The eastern most of the major northern cities, Umm Al-Jimal is located at the edge of the eastern basalt desert plain, along a secondary road that was close to the junction of several ancient trade routes that linked central Jordan with Syria and Iraq. Among the most interesting structures to visit are the tall barracks with their little chapel, several large churches, numerous open and roofed water cisterns, the outlines of a Roman fort, and the remains of several town gates.
After the Romans turned the Nabataean Kingdom into their Province of Arabia, Provincia Arabia, they also occupied Umm el-Jimal. In A.D. 180, the Roman imperial authorities constructed a wall and a gate, followed by the construction of a large reservoir and the Praetorium. During the 4th century A.D., in response to the rebellion of Zenobia of Palmyra, Roman authorities turned Umm el-Jimal into a military garrison with a fort where troops were stationed.
A gradual transformation from a military station to a civilian town began as Roman imperial power waned and was then replaced by the Byzantine era. From the 5th to 8th centuries, Umm el-Jimal prospered as a rural farming and trading town. During this period of prosperity, many residents converted to Christianity, resulting in an explosion of church construction: Fifteen churches were built in the late 5th and 6th centuries. The population of Umm el-Jimal likely grew to between 6,000 and 8,000 people during this time. Evidence of this culture is found throughout the site in the form of Christian symbols on houses and churches.
Umm el-Jimal’s local agricultural culture continued after the Muslim conquest and under the Umayyad caliphs during the 7th century. Though the site decreased in size, some new construction took place. This construction included private houses, possible conversion of several structures into mosques, and the remodeling of the Praetorium with frescoed walls and mosaic floors. Around this time, Umm el-Jimal’s population decreased—most significantly after an earthquake hit Umm el-Jimal in A.D. 749. The site was gradually abandoned during the 9th century, in the Abbasid era.
For more than 1100 years the ancient city lay nearly deserted and untouched. The durability of basalt masonry and the town’s high-quality construction enabled a remarkable state of preservation over that period: today over 150 structures still stand, some up to six stories high.
The site was re-occupied first by Druze fleeing settlement conflicts in the Jebel and then brought in by the French army in their post WW I efforts to control north Jordan. During that period, virtually every building was reused or reconstructed, making the site habitable for the Druze. The Druze abandoned the town around 1935 when the fixing of the modern border between Jordan and Syria cut off their access to the Jebel Druze in the north. Some Druze families returned north to the mountain, while others scattered within Jordan—mostly to Amman.
After the Druze abandonment, the Mas’eid tribe, which had been using Umm el-Jimal for seasonal grazing alongside the Druze, settled in the area and made the antiquities part of their community. They reused the deserted buildings of the Druze and pitched tents in front of them, especially during the summer time.

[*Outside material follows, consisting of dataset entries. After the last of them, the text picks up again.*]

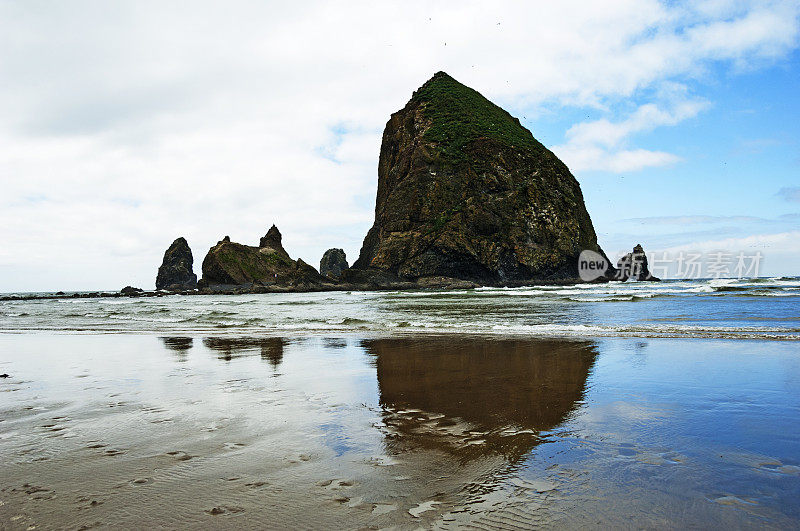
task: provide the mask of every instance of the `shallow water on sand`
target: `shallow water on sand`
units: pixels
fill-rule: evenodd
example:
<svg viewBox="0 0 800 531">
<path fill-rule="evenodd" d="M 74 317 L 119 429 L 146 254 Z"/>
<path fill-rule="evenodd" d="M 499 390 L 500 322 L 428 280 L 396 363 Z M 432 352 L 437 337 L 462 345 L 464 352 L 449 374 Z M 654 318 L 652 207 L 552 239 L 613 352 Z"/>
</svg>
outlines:
<svg viewBox="0 0 800 531">
<path fill-rule="evenodd" d="M 0 528 L 797 528 L 793 341 L 0 335 Z"/>
<path fill-rule="evenodd" d="M 0 301 L 0 331 L 800 340 L 800 277 Z"/>
</svg>

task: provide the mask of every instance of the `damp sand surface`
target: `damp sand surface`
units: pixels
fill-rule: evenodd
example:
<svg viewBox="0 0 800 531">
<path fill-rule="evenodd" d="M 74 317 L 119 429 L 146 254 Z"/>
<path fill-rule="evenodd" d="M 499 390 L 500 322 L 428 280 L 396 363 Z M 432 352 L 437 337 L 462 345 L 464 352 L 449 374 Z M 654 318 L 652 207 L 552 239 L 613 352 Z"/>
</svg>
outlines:
<svg viewBox="0 0 800 531">
<path fill-rule="evenodd" d="M 800 527 L 794 341 L 0 335 L 0 528 Z"/>
</svg>

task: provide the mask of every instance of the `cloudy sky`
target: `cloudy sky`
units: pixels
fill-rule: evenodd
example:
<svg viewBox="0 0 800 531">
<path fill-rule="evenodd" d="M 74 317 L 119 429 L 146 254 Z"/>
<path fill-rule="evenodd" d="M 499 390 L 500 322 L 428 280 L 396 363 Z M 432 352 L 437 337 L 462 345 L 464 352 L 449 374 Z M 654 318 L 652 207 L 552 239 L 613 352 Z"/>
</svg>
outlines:
<svg viewBox="0 0 800 531">
<path fill-rule="evenodd" d="M 0 291 L 152 288 L 272 223 L 357 256 L 381 131 L 444 70 L 570 167 L 609 253 L 800 274 L 800 5 L 0 1 Z"/>
</svg>

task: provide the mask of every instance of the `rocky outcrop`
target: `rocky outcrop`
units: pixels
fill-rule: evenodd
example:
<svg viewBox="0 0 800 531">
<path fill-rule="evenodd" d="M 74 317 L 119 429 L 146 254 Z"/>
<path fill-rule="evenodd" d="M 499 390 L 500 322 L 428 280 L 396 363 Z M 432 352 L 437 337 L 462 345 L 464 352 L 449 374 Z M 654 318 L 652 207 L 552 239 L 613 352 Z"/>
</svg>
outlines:
<svg viewBox="0 0 800 531">
<path fill-rule="evenodd" d="M 639 244 L 633 248 L 633 252 L 626 254 L 617 261 L 615 280 L 626 281 L 629 279 L 651 282 L 661 280 L 650 273 L 647 255 L 644 252 L 644 248 Z"/>
<path fill-rule="evenodd" d="M 156 276 L 156 289 L 180 291 L 196 288 L 197 275 L 192 272 L 193 264 L 189 244 L 185 238 L 178 238 L 164 253 L 164 260 Z"/>
<path fill-rule="evenodd" d="M 342 272 L 349 269 L 347 255 L 342 249 L 328 249 L 319 261 L 319 273 L 322 276 L 338 279 Z"/>
<path fill-rule="evenodd" d="M 258 247 L 232 242 L 226 236 L 203 260 L 201 287 L 278 285 L 302 288 L 322 282 L 316 269 L 303 260 L 292 260 L 281 239 L 275 225 L 261 238 Z"/>
<path fill-rule="evenodd" d="M 566 165 L 438 72 L 386 124 L 375 223 L 344 276 L 569 281 L 584 249 L 605 256 Z"/>
<path fill-rule="evenodd" d="M 144 290 L 142 288 L 134 288 L 133 286 L 125 286 L 124 288 L 119 290 L 119 292 L 123 295 L 129 295 L 135 297 L 136 295 L 141 295 L 142 293 L 144 293 Z"/>
</svg>

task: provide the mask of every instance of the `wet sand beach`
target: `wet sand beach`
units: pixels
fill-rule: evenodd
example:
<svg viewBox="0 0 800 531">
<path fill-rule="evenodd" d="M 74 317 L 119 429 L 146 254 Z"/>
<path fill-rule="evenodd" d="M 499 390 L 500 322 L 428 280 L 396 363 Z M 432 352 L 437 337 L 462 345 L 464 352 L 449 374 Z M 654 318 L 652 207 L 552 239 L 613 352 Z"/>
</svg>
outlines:
<svg viewBox="0 0 800 531">
<path fill-rule="evenodd" d="M 793 341 L 0 335 L 0 528 L 797 528 Z"/>
</svg>

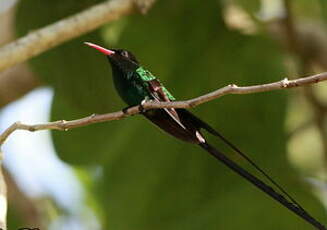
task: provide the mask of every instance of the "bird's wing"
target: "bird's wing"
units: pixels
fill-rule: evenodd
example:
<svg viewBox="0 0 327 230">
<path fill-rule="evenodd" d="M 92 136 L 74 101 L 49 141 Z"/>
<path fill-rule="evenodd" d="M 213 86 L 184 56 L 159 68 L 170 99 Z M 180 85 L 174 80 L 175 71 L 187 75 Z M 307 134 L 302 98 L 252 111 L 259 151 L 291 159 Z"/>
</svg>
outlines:
<svg viewBox="0 0 327 230">
<path fill-rule="evenodd" d="M 149 91 L 151 96 L 153 96 L 155 101 L 166 101 L 169 102 L 171 101 L 168 97 L 168 95 L 165 93 L 162 84 L 157 80 L 151 80 L 147 81 L 149 84 Z M 183 129 L 186 129 L 185 126 L 182 124 L 178 113 L 176 112 L 175 109 L 173 108 L 164 108 L 164 110 L 168 113 L 168 115 L 177 123 L 179 124 Z"/>
</svg>

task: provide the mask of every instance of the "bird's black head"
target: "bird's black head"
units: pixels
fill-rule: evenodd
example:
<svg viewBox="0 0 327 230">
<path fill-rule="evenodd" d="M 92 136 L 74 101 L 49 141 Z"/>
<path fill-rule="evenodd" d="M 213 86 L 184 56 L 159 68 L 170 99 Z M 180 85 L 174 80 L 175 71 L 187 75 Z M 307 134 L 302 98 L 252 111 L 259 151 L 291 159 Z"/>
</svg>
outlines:
<svg viewBox="0 0 327 230">
<path fill-rule="evenodd" d="M 105 54 L 113 69 L 117 69 L 123 72 L 135 71 L 139 68 L 139 62 L 136 60 L 135 56 L 123 49 L 105 49 L 101 46 L 95 45 L 90 42 L 85 42 L 86 45 L 99 50 L 101 53 Z"/>
</svg>

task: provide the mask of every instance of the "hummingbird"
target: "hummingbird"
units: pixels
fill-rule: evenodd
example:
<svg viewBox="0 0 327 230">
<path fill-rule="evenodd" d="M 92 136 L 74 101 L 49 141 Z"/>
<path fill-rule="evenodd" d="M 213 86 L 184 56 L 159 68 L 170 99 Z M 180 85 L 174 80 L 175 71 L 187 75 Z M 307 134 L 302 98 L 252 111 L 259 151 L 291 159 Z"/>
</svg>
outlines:
<svg viewBox="0 0 327 230">
<path fill-rule="evenodd" d="M 142 104 L 150 100 L 154 102 L 170 102 L 176 100 L 160 80 L 144 68 L 131 52 L 124 49 L 106 49 L 90 42 L 85 42 L 85 44 L 106 55 L 111 65 L 114 86 L 119 96 L 128 106 L 140 105 L 142 108 Z M 275 182 L 245 153 L 209 124 L 188 110 L 174 108 L 141 110 L 140 113 L 143 116 L 167 134 L 184 142 L 200 146 L 225 166 L 292 211 L 294 214 L 310 223 L 316 229 L 326 230 L 324 225 L 302 208 L 301 205 L 282 188 L 282 186 Z M 257 171 L 268 179 L 279 190 L 279 192 L 242 168 L 226 154 L 209 144 L 203 135 L 203 130 L 206 130 L 208 133 L 225 142 L 225 144 L 227 144 L 233 151 L 248 161 Z"/>
</svg>

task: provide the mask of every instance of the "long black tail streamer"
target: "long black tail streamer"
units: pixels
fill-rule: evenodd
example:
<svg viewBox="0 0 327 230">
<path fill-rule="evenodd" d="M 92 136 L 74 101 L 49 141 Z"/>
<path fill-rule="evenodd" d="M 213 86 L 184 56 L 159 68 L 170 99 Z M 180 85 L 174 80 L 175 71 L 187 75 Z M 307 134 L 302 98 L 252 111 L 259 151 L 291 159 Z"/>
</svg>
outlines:
<svg viewBox="0 0 327 230">
<path fill-rule="evenodd" d="M 314 219 L 307 211 L 305 211 L 303 208 L 299 207 L 297 203 L 289 202 L 283 195 L 276 192 L 273 188 L 265 184 L 263 181 L 261 181 L 256 176 L 252 175 L 248 171 L 246 171 L 244 168 L 239 166 L 237 163 L 229 159 L 225 154 L 220 152 L 219 150 L 215 149 L 213 146 L 209 145 L 208 143 L 200 143 L 199 144 L 204 150 L 206 150 L 208 153 L 210 153 L 213 157 L 221 161 L 224 165 L 226 165 L 228 168 L 236 172 L 238 175 L 246 179 L 248 182 L 256 186 L 258 189 L 266 193 L 268 196 L 270 196 L 272 199 L 279 202 L 281 205 L 304 219 L 306 222 L 313 225 L 316 229 L 319 230 L 327 230 L 327 228 L 322 225 L 319 221 Z"/>
<path fill-rule="evenodd" d="M 220 138 L 225 144 L 227 144 L 232 150 L 234 150 L 239 156 L 249 162 L 258 172 L 260 172 L 268 181 L 270 181 L 282 194 L 284 194 L 290 201 L 296 204 L 300 209 L 304 210 L 303 207 L 290 195 L 286 192 L 285 189 L 281 185 L 279 185 L 274 179 L 272 179 L 268 173 L 266 173 L 262 168 L 260 168 L 249 156 L 247 156 L 244 152 L 242 152 L 239 148 L 237 148 L 234 144 L 232 144 L 229 140 L 227 140 L 223 135 L 221 135 L 217 130 L 212 128 L 206 122 L 202 121 L 200 118 L 194 116 L 187 110 L 183 110 L 182 113 L 187 114 L 187 116 L 192 117 L 192 120 L 196 122 L 198 128 L 205 129 L 212 135 Z"/>
</svg>

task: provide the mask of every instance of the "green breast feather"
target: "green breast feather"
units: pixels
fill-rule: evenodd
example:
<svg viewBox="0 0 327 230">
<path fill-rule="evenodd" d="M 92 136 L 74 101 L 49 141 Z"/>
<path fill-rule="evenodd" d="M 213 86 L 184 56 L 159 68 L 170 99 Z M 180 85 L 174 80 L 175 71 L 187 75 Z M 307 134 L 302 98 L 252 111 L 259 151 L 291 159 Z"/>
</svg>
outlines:
<svg viewBox="0 0 327 230">
<path fill-rule="evenodd" d="M 150 71 L 144 69 L 143 67 L 139 67 L 136 70 L 138 76 L 141 78 L 142 81 L 147 82 L 147 81 L 152 81 L 157 79 Z M 159 81 L 157 79 L 157 81 Z M 176 100 L 174 98 L 174 96 L 166 89 L 166 87 L 164 87 L 163 85 L 161 85 L 162 90 L 164 91 L 164 93 L 166 94 L 166 96 L 169 98 L 169 100 L 174 101 Z"/>
</svg>

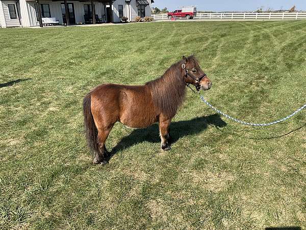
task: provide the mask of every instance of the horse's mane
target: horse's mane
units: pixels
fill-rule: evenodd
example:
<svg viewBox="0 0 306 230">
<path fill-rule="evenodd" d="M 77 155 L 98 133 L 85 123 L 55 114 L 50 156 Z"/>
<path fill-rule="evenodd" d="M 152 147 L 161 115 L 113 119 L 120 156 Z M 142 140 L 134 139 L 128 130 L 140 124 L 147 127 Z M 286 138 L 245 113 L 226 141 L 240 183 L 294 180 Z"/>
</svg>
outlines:
<svg viewBox="0 0 306 230">
<path fill-rule="evenodd" d="M 187 59 L 197 63 L 193 56 Z M 151 89 L 155 109 L 159 114 L 174 117 L 185 99 L 186 85 L 182 63 L 181 60 L 173 64 L 161 77 L 146 83 Z"/>
</svg>

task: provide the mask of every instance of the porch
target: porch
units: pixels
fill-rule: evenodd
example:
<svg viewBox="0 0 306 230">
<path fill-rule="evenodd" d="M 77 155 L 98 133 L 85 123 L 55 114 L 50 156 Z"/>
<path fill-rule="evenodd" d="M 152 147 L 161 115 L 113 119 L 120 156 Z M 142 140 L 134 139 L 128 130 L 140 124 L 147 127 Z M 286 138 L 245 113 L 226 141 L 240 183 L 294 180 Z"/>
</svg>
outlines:
<svg viewBox="0 0 306 230">
<path fill-rule="evenodd" d="M 113 22 L 114 1 L 53 0 L 27 1 L 33 26 L 44 26 L 44 18 L 55 18 L 60 25 L 96 24 Z"/>
</svg>

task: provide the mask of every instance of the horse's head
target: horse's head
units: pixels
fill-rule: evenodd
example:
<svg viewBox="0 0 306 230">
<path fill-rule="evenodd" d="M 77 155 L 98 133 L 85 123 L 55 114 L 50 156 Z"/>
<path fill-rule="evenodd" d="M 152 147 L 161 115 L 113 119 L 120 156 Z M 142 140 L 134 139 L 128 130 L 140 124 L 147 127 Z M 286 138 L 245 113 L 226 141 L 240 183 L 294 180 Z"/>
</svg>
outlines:
<svg viewBox="0 0 306 230">
<path fill-rule="evenodd" d="M 183 56 L 182 68 L 185 72 L 185 81 L 186 84 L 194 85 L 197 90 L 207 90 L 212 87 L 212 82 L 207 77 L 193 56 L 188 58 Z"/>
</svg>

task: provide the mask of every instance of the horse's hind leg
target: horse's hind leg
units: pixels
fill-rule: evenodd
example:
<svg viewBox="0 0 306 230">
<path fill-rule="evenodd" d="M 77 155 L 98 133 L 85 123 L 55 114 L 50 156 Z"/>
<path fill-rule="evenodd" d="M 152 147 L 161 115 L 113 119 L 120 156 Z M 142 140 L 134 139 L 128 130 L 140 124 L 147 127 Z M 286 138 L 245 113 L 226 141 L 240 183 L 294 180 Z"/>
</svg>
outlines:
<svg viewBox="0 0 306 230">
<path fill-rule="evenodd" d="M 105 142 L 114 124 L 112 124 L 108 126 L 98 128 L 98 140 L 100 151 L 96 153 L 93 159 L 94 164 L 106 164 L 105 158 L 108 156 L 108 152 L 105 146 Z"/>
<path fill-rule="evenodd" d="M 160 134 L 161 135 L 161 148 L 163 150 L 168 151 L 171 149 L 169 143 L 167 142 L 168 139 L 170 139 L 170 135 L 169 134 L 169 126 L 171 123 L 171 119 L 162 119 L 162 118 L 160 117 L 159 128 Z"/>
</svg>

For awhile many Mas’eid children were educated in schoolrooms adapted from the Byzantine structures. After Jordan’s government prohibited such use of the antiquities, the Mas’eid founded and constructed the modern town, which soon engulfed the ancient site. The Jordanian Department of Antiquities subsequently fenced off the ruins in 1972. The modern village has continued to grow since the 1950s, and now constitutes a community of about 4,000 with its own well-run municipal government.